The dynamic nature of lexicons

Impressive words have their uses but often times shorter, more commonly known words work better to get a point across; to that effect, the amount of characters in the title of this article probably scared off a quarter of the potential readers. Their loss.

Recently, but really throughout my life, I’ve encountered a type of complaint that seems especially useless: people upset at others for not using real words. What are real words? Some would say a real word is one that exists in a dictionary; I’m not one of them.

A sound becomes a word the instant it communicates a message. If you’re in the middle of the street and someone shrieks, just a scream nothing else, you move your ass; in that instant, that sound told you “get out of the way” and you listened. Recording the instance, or the particular sound, for future generations makes no difference. If the problem presented is communication, then whatever works, works. Look outside, find a trunk with branches, leaves and such- that’s a tree, right? That makes sense, that’s fine, but who the fuck made that call? You don’t know because it doesn’t matter; what does is the message.

One of the best books I ever found by accident (on a bookshelf in my middle-school), Frindle by Andrew Clements, is a children’s novel that realistically portrays the malleable nature of language.

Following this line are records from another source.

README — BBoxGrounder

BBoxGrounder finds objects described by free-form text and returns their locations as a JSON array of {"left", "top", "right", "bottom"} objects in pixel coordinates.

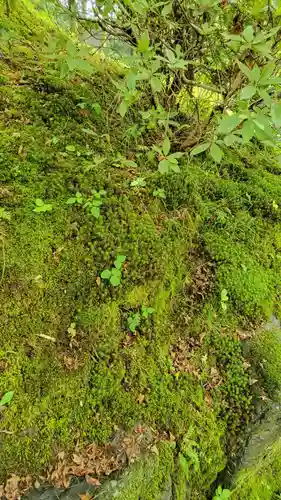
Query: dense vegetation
[{"left": 0, "top": 0, "right": 281, "bottom": 500}]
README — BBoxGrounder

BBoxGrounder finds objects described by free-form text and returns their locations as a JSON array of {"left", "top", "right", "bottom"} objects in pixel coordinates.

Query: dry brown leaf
[
  {"left": 78, "top": 493, "right": 92, "bottom": 500},
  {"left": 86, "top": 476, "right": 101, "bottom": 487},
  {"left": 137, "top": 394, "right": 145, "bottom": 404}
]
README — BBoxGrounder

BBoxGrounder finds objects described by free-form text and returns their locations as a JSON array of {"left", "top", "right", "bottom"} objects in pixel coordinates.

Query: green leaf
[
  {"left": 152, "top": 188, "right": 165, "bottom": 200},
  {"left": 138, "top": 30, "right": 149, "bottom": 52},
  {"left": 210, "top": 142, "right": 224, "bottom": 163},
  {"left": 165, "top": 49, "right": 176, "bottom": 63},
  {"left": 92, "top": 102, "right": 101, "bottom": 115},
  {"left": 241, "top": 120, "right": 255, "bottom": 144},
  {"left": 82, "top": 128, "right": 98, "bottom": 136},
  {"left": 271, "top": 102, "right": 281, "bottom": 128},
  {"left": 131, "top": 177, "right": 146, "bottom": 187},
  {"left": 161, "top": 2, "right": 173, "bottom": 17},
  {"left": 168, "top": 152, "right": 184, "bottom": 161},
  {"left": 240, "top": 85, "right": 257, "bottom": 100},
  {"left": 122, "top": 159, "right": 138, "bottom": 168},
  {"left": 101, "top": 269, "right": 111, "bottom": 280},
  {"left": 190, "top": 142, "right": 211, "bottom": 156},
  {"left": 150, "top": 76, "right": 162, "bottom": 92},
  {"left": 91, "top": 207, "right": 100, "bottom": 219},
  {"left": 126, "top": 72, "right": 137, "bottom": 90},
  {"left": 158, "top": 160, "right": 170, "bottom": 174},
  {"left": 224, "top": 134, "right": 236, "bottom": 146},
  {"left": 109, "top": 274, "right": 121, "bottom": 286},
  {"left": 118, "top": 101, "right": 128, "bottom": 118},
  {"left": 217, "top": 113, "right": 242, "bottom": 134},
  {"left": 0, "top": 391, "right": 14, "bottom": 406},
  {"left": 242, "top": 26, "right": 254, "bottom": 43},
  {"left": 237, "top": 61, "right": 252, "bottom": 81},
  {"left": 162, "top": 135, "right": 171, "bottom": 156},
  {"left": 179, "top": 453, "right": 189, "bottom": 479},
  {"left": 114, "top": 255, "right": 127, "bottom": 274},
  {"left": 259, "top": 89, "right": 272, "bottom": 108},
  {"left": 127, "top": 313, "right": 141, "bottom": 333},
  {"left": 168, "top": 160, "right": 180, "bottom": 174}
]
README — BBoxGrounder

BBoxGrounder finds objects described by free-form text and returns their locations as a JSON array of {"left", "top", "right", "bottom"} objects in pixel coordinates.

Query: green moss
[
  {"left": 249, "top": 329, "right": 281, "bottom": 396},
  {"left": 99, "top": 442, "right": 174, "bottom": 500},
  {"left": 231, "top": 439, "right": 281, "bottom": 500}
]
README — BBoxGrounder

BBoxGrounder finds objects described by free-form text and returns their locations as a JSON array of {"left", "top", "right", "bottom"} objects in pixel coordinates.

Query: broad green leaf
[
  {"left": 162, "top": 135, "right": 171, "bottom": 156},
  {"left": 109, "top": 274, "right": 121, "bottom": 286},
  {"left": 168, "top": 152, "right": 184, "bottom": 161},
  {"left": 122, "top": 159, "right": 138, "bottom": 168},
  {"left": 224, "top": 134, "right": 236, "bottom": 146},
  {"left": 158, "top": 160, "right": 170, "bottom": 174},
  {"left": 76, "top": 59, "right": 94, "bottom": 73},
  {"left": 237, "top": 61, "right": 253, "bottom": 82},
  {"left": 0, "top": 391, "right": 14, "bottom": 406},
  {"left": 190, "top": 142, "right": 210, "bottom": 156},
  {"left": 168, "top": 160, "right": 180, "bottom": 174},
  {"left": 118, "top": 101, "right": 128, "bottom": 118},
  {"left": 242, "top": 26, "right": 254, "bottom": 43},
  {"left": 210, "top": 142, "right": 224, "bottom": 163},
  {"left": 259, "top": 89, "right": 272, "bottom": 108},
  {"left": 150, "top": 76, "right": 162, "bottom": 92},
  {"left": 126, "top": 72, "right": 137, "bottom": 90},
  {"left": 92, "top": 102, "right": 101, "bottom": 116},
  {"left": 217, "top": 113, "right": 242, "bottom": 134},
  {"left": 179, "top": 453, "right": 189, "bottom": 479},
  {"left": 259, "top": 63, "right": 275, "bottom": 85},
  {"left": 241, "top": 120, "right": 255, "bottom": 144},
  {"left": 271, "top": 102, "right": 281, "bottom": 128},
  {"left": 60, "top": 61, "right": 69, "bottom": 80},
  {"left": 251, "top": 64, "right": 261, "bottom": 82},
  {"left": 101, "top": 269, "right": 111, "bottom": 280},
  {"left": 91, "top": 207, "right": 100, "bottom": 219},
  {"left": 114, "top": 255, "right": 126, "bottom": 269},
  {"left": 138, "top": 30, "right": 149, "bottom": 52},
  {"left": 165, "top": 49, "right": 176, "bottom": 63},
  {"left": 240, "top": 85, "right": 257, "bottom": 100},
  {"left": 161, "top": 2, "right": 173, "bottom": 17}
]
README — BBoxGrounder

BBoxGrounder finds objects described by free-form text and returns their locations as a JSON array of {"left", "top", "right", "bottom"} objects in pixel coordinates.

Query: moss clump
[
  {"left": 249, "top": 329, "right": 281, "bottom": 397},
  {"left": 231, "top": 439, "right": 281, "bottom": 500}
]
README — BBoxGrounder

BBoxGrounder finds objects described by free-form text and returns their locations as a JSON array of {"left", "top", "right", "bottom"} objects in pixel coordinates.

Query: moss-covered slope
[{"left": 0, "top": 1, "right": 281, "bottom": 499}]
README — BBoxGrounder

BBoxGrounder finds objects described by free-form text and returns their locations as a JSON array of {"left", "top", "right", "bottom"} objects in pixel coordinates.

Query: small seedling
[
  {"left": 141, "top": 306, "right": 155, "bottom": 319},
  {"left": 112, "top": 152, "right": 138, "bottom": 168},
  {"left": 66, "top": 189, "right": 106, "bottom": 219},
  {"left": 213, "top": 485, "right": 231, "bottom": 500},
  {"left": 131, "top": 177, "right": 146, "bottom": 187},
  {"left": 153, "top": 136, "right": 183, "bottom": 174},
  {"left": 83, "top": 189, "right": 106, "bottom": 219},
  {"left": 33, "top": 198, "right": 53, "bottom": 213},
  {"left": 66, "top": 191, "right": 84, "bottom": 205},
  {"left": 127, "top": 313, "right": 141, "bottom": 333},
  {"left": 65, "top": 144, "right": 76, "bottom": 153},
  {"left": 221, "top": 288, "right": 229, "bottom": 311},
  {"left": 101, "top": 255, "right": 126, "bottom": 286},
  {"left": 0, "top": 208, "right": 11, "bottom": 220},
  {"left": 127, "top": 306, "right": 155, "bottom": 333},
  {"left": 0, "top": 391, "right": 14, "bottom": 407},
  {"left": 152, "top": 188, "right": 166, "bottom": 200}
]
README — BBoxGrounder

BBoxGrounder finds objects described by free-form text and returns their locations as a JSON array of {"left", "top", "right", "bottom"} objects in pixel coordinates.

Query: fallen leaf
[
  {"left": 86, "top": 476, "right": 101, "bottom": 487},
  {"left": 137, "top": 394, "right": 144, "bottom": 405}
]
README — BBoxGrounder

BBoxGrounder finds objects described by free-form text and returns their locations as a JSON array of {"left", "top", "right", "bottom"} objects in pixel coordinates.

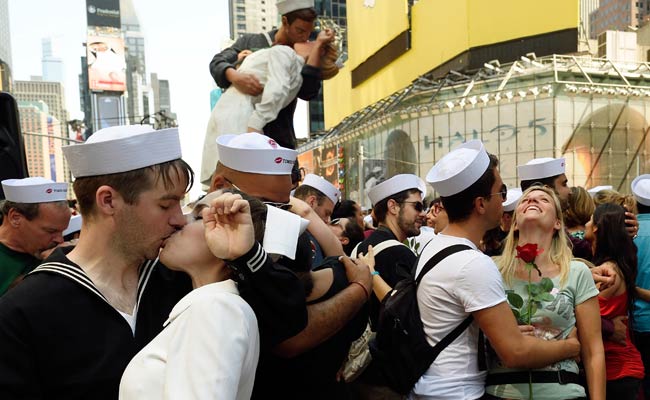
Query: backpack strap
[
  {"left": 415, "top": 244, "right": 472, "bottom": 286},
  {"left": 415, "top": 244, "right": 474, "bottom": 363}
]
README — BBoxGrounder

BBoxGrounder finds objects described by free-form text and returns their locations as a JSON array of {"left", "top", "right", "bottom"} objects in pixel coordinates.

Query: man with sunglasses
[
  {"left": 210, "top": 133, "right": 372, "bottom": 399},
  {"left": 346, "top": 174, "right": 426, "bottom": 398}
]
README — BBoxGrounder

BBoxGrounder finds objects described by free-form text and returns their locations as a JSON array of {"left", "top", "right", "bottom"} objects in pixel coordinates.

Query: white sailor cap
[
  {"left": 631, "top": 174, "right": 650, "bottom": 206},
  {"left": 427, "top": 140, "right": 490, "bottom": 197},
  {"left": 63, "top": 125, "right": 181, "bottom": 178},
  {"left": 277, "top": 0, "right": 314, "bottom": 15},
  {"left": 217, "top": 132, "right": 298, "bottom": 175},
  {"left": 302, "top": 174, "right": 341, "bottom": 204},
  {"left": 517, "top": 157, "right": 565, "bottom": 181},
  {"left": 63, "top": 214, "right": 81, "bottom": 236},
  {"left": 368, "top": 174, "right": 427, "bottom": 206},
  {"left": 587, "top": 185, "right": 614, "bottom": 197},
  {"left": 503, "top": 188, "right": 522, "bottom": 212},
  {"left": 2, "top": 176, "right": 68, "bottom": 203}
]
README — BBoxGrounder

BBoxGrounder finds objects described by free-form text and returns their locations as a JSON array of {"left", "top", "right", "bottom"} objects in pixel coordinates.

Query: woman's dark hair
[
  {"left": 593, "top": 203, "right": 637, "bottom": 322},
  {"left": 332, "top": 200, "right": 357, "bottom": 219}
]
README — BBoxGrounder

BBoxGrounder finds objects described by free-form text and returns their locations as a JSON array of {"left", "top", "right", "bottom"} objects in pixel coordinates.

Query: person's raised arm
[
  {"left": 290, "top": 197, "right": 345, "bottom": 256},
  {"left": 472, "top": 302, "right": 580, "bottom": 368},
  {"left": 358, "top": 246, "right": 393, "bottom": 302},
  {"left": 210, "top": 36, "right": 263, "bottom": 96},
  {"left": 274, "top": 256, "right": 372, "bottom": 358},
  {"left": 576, "top": 296, "right": 607, "bottom": 400}
]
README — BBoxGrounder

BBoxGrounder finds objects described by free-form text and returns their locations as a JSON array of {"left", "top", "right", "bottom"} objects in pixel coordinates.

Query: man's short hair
[
  {"left": 0, "top": 200, "right": 68, "bottom": 222},
  {"left": 343, "top": 218, "right": 364, "bottom": 255},
  {"left": 442, "top": 154, "right": 499, "bottom": 223},
  {"left": 72, "top": 158, "right": 194, "bottom": 217},
  {"left": 519, "top": 175, "right": 560, "bottom": 193},
  {"left": 332, "top": 200, "right": 357, "bottom": 219},
  {"left": 283, "top": 8, "right": 318, "bottom": 25},
  {"left": 373, "top": 188, "right": 420, "bottom": 223},
  {"left": 293, "top": 185, "right": 328, "bottom": 206}
]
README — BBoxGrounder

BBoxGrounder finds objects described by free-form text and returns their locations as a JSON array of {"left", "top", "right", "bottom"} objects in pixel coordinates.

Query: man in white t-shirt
[{"left": 411, "top": 140, "right": 580, "bottom": 399}]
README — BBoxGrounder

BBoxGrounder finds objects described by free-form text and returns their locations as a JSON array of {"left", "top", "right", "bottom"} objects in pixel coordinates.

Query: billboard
[
  {"left": 86, "top": 0, "right": 121, "bottom": 28},
  {"left": 86, "top": 35, "right": 126, "bottom": 92},
  {"left": 96, "top": 95, "right": 122, "bottom": 130}
]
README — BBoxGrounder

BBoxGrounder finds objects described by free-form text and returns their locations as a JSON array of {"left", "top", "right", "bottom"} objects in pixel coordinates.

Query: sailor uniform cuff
[{"left": 227, "top": 242, "right": 268, "bottom": 272}]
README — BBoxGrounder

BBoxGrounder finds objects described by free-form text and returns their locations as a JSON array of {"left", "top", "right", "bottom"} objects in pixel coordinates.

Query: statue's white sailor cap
[
  {"left": 517, "top": 157, "right": 565, "bottom": 181},
  {"left": 63, "top": 125, "right": 182, "bottom": 178},
  {"left": 427, "top": 140, "right": 490, "bottom": 197},
  {"left": 217, "top": 132, "right": 298, "bottom": 175},
  {"left": 2, "top": 177, "right": 68, "bottom": 203},
  {"left": 503, "top": 188, "right": 522, "bottom": 212},
  {"left": 277, "top": 0, "right": 314, "bottom": 15},
  {"left": 632, "top": 174, "right": 650, "bottom": 206},
  {"left": 63, "top": 214, "right": 81, "bottom": 236},
  {"left": 368, "top": 174, "right": 427, "bottom": 206},
  {"left": 587, "top": 185, "right": 613, "bottom": 197},
  {"left": 302, "top": 174, "right": 341, "bottom": 204}
]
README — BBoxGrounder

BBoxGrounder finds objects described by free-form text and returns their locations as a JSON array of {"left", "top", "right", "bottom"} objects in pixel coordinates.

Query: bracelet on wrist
[{"left": 350, "top": 281, "right": 370, "bottom": 299}]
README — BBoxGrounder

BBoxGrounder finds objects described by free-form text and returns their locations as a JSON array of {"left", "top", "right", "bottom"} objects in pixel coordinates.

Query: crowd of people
[{"left": 0, "top": 0, "right": 650, "bottom": 400}]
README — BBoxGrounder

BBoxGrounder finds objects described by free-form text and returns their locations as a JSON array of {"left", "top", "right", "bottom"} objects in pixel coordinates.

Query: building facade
[
  {"left": 589, "top": 0, "right": 650, "bottom": 39},
  {"left": 228, "top": 0, "right": 279, "bottom": 39},
  {"left": 18, "top": 101, "right": 71, "bottom": 182},
  {"left": 299, "top": 55, "right": 650, "bottom": 206},
  {"left": 12, "top": 80, "right": 72, "bottom": 182},
  {"left": 41, "top": 37, "right": 65, "bottom": 83}
]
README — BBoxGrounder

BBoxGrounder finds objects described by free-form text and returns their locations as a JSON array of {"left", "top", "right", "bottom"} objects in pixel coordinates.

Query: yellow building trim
[{"left": 324, "top": 0, "right": 579, "bottom": 129}]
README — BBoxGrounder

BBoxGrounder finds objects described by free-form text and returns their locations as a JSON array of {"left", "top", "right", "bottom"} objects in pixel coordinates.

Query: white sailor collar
[
  {"left": 28, "top": 253, "right": 158, "bottom": 317},
  {"left": 163, "top": 279, "right": 239, "bottom": 326}
]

Basically, a bunch of kids mess around and end up changing the word for pen (I bet you can guess what to); it’s a genuine feel-good story, but a change in the protagonists suddenly makes the concept not okay.

Snoop Dogg adding ‘izzle’ onto the end of words was mentioned in one of my COLLEGE textbooks as -I’m paraphrasing here, but only a bit- ‘an attempt to make his music indecipherable to anyone who isn’t a black urban rapper.’ –The Practice of Public Relations. The author, while old, is being dramatic and unnecessarily rigid in his interpretation of language; if you don’t get it instantly, it should only take a second to realize ‘fo shizzle’ can’t mean anything other than ‘for sure’. Thinking is always the best response to unfamiliar words.

Shakespeare is credited with the creation of over 1700 words common to the modern English language. He introduced those to the public through his plays; Snoop izzle-izing words in his songs isn’t the same thing, but it isn’t that far off either. This sentence links to a site that tracks the amount of unique words rappers have used. It’s really cool to look at every now and then.

Language has always been dynamic; why fight the tide when you can swim in the ocean?